Importante da questo punto di vista è anche la collaborazione tra associazioni di pazienti, ricercatori di base, clinici e responsabili della regolamentazione. Queste realtà devono tenere alta l’attenzione al valore della persona (il paziente ) sollecitando la burocrazia (perché che non ostacoli la ricerca seria) ma anche denunciando ogni euforica fuga in avanti. Il loro ruolo deve anche aiutare il realismo nel chiedere che vi siano risorse per la ricerca biomedica di base e clinica ma non vengano a mancare quelle per la riabilitazione e l’assistenza al malato e alle famiglie.

Occorre evitare che il termine “staminale” sia considerato magico, tale da produrre valore aggiunto a tutto ( dalle creme alle proposte terapeutiche non verificate). Anche il Committee for Advanced Therapies (CAT) che agisce a livello europeo nell’ambito dell’EMA(European Medicines Agency) è recentemente intervenuto su questa materia Essendo responsabile, tra le altre funzioni, della preparazione di documenti informativi circa la qualità, sicurezza ed efficacia dei nuovi prodotti medicinali per le terapie avanzate il CAT ha denunciato quello che ormai viene chiamato “turismo medico” e vede numerosi pazienti recarsi in cliniche (soprattutto nei paesi asiatici) per sottoporsi a terapie inefficaci, talvolta anche molto pericolose e molto costose per il paziente.

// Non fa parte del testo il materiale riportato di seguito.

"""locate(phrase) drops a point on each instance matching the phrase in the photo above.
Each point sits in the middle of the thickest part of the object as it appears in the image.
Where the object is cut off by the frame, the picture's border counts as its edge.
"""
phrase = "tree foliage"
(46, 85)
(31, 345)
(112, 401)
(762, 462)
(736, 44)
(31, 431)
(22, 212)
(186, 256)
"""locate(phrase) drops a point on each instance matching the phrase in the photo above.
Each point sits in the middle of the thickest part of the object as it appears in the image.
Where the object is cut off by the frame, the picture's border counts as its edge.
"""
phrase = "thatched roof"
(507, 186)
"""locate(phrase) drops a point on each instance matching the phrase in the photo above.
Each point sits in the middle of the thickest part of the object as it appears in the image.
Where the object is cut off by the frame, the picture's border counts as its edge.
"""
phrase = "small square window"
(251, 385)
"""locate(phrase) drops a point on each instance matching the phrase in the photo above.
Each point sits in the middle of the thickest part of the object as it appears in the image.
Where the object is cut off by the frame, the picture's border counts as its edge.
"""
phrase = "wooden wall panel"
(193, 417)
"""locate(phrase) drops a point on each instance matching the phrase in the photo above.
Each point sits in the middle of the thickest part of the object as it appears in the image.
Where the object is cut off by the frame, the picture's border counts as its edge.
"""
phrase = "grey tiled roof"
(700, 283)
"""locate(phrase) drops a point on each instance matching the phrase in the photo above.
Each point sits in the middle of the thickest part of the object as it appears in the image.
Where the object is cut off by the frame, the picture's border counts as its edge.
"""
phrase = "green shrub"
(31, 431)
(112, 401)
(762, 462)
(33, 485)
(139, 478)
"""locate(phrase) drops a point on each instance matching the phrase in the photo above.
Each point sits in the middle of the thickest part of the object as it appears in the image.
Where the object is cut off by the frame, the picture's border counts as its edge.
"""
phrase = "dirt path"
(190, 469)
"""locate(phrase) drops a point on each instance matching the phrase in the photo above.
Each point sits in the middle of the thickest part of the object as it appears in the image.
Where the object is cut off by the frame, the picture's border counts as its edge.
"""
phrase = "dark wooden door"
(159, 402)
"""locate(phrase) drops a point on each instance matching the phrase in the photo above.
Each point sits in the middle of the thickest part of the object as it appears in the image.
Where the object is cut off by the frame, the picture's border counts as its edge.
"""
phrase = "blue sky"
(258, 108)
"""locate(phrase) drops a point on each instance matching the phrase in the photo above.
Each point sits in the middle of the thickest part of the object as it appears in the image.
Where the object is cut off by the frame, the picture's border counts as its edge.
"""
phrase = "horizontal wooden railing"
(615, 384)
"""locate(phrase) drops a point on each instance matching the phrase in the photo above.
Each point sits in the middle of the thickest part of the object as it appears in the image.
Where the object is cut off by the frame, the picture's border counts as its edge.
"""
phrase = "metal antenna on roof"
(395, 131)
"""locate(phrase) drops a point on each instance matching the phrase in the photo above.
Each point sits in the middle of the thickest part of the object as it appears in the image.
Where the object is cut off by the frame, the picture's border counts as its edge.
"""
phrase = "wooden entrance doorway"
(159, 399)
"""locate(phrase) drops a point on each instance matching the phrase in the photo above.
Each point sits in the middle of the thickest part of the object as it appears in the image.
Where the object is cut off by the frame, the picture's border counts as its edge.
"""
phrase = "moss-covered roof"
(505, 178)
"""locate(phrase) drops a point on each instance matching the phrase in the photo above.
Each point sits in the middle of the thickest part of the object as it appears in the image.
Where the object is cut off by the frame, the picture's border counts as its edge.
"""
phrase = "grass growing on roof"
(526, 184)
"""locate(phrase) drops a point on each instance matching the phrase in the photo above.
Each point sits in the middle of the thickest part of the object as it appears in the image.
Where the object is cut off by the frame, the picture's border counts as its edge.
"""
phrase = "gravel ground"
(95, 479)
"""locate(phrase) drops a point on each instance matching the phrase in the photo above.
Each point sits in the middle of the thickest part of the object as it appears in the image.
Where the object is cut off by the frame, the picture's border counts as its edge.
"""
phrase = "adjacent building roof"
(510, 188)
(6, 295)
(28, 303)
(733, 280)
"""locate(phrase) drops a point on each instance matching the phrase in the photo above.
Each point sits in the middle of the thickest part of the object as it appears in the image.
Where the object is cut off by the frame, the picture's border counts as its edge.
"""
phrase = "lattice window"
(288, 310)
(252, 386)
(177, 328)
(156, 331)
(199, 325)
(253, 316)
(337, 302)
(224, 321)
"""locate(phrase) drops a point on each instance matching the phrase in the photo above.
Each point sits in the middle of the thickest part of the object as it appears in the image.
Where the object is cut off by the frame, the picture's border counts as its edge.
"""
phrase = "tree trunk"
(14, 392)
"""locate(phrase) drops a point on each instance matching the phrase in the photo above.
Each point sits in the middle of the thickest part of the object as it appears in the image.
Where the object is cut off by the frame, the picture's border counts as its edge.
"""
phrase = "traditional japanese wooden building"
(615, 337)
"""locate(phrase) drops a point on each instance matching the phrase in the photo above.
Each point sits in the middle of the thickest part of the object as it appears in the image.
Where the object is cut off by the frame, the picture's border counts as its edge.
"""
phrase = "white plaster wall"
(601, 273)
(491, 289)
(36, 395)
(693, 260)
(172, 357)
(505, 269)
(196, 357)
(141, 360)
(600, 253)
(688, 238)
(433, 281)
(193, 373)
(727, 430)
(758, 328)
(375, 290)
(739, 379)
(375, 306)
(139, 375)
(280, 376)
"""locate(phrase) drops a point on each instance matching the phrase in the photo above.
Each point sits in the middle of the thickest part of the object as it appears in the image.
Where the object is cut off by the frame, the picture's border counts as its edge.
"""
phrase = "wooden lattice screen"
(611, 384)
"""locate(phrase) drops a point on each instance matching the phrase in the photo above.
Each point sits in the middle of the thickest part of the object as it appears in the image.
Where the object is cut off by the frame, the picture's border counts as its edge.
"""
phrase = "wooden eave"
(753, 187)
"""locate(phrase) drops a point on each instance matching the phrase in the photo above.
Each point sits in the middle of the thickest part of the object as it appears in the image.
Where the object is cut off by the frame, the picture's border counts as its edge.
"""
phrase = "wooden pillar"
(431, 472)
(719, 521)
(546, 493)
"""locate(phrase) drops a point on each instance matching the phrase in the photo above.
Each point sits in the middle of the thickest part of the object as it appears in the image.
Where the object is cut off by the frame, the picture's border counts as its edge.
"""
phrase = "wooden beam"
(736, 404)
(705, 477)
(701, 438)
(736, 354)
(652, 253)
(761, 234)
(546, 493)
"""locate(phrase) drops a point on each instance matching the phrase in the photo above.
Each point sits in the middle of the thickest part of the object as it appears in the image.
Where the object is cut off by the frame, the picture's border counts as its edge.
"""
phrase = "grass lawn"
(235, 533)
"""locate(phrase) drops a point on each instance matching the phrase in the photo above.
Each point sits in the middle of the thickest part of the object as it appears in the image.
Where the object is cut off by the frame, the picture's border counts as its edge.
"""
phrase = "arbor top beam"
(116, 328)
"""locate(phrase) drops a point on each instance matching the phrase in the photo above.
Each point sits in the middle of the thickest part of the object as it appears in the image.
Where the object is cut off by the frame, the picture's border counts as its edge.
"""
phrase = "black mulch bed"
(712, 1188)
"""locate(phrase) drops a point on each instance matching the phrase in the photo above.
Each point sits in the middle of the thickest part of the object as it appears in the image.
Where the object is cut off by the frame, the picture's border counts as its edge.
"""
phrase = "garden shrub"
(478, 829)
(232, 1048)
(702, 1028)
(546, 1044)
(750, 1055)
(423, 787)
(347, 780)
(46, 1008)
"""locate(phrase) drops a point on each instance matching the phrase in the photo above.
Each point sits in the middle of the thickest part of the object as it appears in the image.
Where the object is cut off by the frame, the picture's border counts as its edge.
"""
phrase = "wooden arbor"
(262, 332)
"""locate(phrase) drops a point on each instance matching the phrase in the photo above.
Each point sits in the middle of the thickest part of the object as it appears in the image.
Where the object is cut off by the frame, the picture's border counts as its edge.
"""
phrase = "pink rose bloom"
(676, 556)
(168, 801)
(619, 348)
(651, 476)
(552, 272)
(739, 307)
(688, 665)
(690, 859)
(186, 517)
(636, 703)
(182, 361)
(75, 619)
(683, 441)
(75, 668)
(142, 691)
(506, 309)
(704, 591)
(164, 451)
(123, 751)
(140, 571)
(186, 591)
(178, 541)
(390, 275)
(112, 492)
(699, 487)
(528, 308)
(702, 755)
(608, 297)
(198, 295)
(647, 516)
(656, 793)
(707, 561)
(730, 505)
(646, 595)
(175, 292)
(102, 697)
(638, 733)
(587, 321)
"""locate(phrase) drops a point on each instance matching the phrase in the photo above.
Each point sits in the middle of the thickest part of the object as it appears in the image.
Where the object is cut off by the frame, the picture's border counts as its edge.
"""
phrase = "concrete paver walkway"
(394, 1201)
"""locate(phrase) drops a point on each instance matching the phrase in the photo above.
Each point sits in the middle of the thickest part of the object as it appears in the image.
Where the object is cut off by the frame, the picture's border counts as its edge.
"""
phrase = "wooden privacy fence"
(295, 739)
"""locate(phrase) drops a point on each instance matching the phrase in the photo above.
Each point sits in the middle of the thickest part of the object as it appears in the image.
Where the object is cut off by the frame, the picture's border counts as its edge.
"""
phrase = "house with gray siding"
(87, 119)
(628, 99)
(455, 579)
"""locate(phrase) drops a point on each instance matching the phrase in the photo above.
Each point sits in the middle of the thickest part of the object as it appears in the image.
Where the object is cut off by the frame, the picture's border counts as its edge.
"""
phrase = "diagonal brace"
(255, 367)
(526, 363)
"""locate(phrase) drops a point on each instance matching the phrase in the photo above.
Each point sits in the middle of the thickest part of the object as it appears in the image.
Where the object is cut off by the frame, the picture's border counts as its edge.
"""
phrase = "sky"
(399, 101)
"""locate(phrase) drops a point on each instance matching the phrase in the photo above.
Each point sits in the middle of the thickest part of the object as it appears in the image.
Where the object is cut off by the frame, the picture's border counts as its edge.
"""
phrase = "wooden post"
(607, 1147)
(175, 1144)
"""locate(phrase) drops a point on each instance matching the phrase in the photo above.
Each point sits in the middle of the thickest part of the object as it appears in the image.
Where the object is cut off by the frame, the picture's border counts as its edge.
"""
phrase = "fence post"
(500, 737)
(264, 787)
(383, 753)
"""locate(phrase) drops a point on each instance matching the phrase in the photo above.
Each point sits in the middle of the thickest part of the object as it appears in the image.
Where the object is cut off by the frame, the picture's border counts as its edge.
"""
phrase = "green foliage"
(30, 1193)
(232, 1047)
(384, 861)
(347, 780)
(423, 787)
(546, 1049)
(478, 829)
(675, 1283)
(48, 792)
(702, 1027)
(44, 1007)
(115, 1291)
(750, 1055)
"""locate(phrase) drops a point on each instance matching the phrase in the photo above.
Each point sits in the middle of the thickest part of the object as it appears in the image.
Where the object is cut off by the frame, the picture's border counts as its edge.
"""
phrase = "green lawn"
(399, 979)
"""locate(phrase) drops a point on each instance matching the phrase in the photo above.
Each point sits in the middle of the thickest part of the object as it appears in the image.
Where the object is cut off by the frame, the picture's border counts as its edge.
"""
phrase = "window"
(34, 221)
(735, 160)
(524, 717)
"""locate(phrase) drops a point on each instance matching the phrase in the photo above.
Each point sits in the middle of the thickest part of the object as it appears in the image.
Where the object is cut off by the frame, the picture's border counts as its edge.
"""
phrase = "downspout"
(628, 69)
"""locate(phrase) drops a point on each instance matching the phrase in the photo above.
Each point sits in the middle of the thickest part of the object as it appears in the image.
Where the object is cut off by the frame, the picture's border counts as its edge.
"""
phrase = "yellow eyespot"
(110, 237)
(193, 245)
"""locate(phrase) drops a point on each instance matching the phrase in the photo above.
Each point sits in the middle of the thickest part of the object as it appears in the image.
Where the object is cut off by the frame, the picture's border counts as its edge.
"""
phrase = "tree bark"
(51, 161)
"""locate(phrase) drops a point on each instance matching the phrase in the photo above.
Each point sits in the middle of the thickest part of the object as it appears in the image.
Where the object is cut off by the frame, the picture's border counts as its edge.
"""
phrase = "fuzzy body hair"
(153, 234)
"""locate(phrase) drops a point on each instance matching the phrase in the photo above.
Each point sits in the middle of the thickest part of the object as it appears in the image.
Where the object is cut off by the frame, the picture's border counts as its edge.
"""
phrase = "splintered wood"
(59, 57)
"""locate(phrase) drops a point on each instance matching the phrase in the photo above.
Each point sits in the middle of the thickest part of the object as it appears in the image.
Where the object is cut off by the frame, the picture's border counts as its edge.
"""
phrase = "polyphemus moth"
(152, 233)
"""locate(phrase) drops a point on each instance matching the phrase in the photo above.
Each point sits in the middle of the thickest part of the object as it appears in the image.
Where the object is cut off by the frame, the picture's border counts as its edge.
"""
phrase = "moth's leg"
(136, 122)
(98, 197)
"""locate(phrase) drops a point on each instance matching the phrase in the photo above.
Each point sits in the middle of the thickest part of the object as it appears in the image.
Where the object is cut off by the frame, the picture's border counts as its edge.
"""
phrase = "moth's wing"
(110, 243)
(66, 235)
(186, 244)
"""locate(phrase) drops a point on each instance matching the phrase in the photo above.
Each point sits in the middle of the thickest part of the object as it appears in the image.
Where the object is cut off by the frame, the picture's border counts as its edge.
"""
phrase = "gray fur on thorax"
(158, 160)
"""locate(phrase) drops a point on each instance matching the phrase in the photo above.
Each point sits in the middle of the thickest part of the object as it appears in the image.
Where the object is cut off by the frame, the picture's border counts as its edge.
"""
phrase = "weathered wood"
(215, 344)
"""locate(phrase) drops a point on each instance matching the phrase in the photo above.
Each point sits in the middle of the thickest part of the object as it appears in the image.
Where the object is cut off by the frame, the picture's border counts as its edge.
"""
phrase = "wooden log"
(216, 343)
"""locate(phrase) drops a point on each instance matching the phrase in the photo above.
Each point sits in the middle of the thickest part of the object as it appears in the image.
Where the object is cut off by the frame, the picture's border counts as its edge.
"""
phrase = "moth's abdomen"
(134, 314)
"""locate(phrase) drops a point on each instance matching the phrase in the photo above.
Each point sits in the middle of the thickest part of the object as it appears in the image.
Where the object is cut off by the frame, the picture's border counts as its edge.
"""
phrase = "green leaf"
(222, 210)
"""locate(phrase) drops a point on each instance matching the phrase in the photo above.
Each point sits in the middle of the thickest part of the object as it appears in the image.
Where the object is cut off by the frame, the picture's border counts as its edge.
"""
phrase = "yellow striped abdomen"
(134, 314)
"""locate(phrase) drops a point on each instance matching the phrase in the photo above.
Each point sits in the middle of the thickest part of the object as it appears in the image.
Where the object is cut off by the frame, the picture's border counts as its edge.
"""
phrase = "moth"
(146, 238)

Un secondo aspetto fondamentale, che deve essere tenuto presente (e che ha originato il caso di Brescia) riguarda proprio la produzione delle cellule per uso terapeutico. Queste cellule, per le loro caratteristiche di uso, devono essere prodotte in condizioni e con processi particolarmente controllati e sofisticati. Ci sono organi deputati a verificare l’applicazione di queste regole molto rigide allo scopo di garantire adeguati criteri di sicurezza con particolare riferimento al rischio infettivo e tossicologico.

Anche il GISM ( Gruppo Italiano Staminali Mesenchimali) nato nell’ambito della Associazione Italiana di Colture Cellulari (AICC) da oltre tre anni raccoglie ricercatori italiani interessati allo studio delle cellule staminali mesenchimali e promuove incontri di formazione su questi temi caldi. Nato per rispondere a numerose urgenze emerse da convegni, giornate di studio, dibattiti esso è caratterizzato da un approccio interdisciplinare che raduna biologi, biotecnologi, medici e medici veterinari. L’uso terapeutico delle cellule staminali mesenchimali ha infatti trovato applicazione anche nella clinica veterinaria dalla quale sono venuti interessanti informazioni. Nel campo applicativo di queste nuove terapie con cellule mesenchimali appare infatti importante l’esperienza sperimentale condotta non solo nei piccoli animali da laboratorio, ma anche in animali a grossa taglia.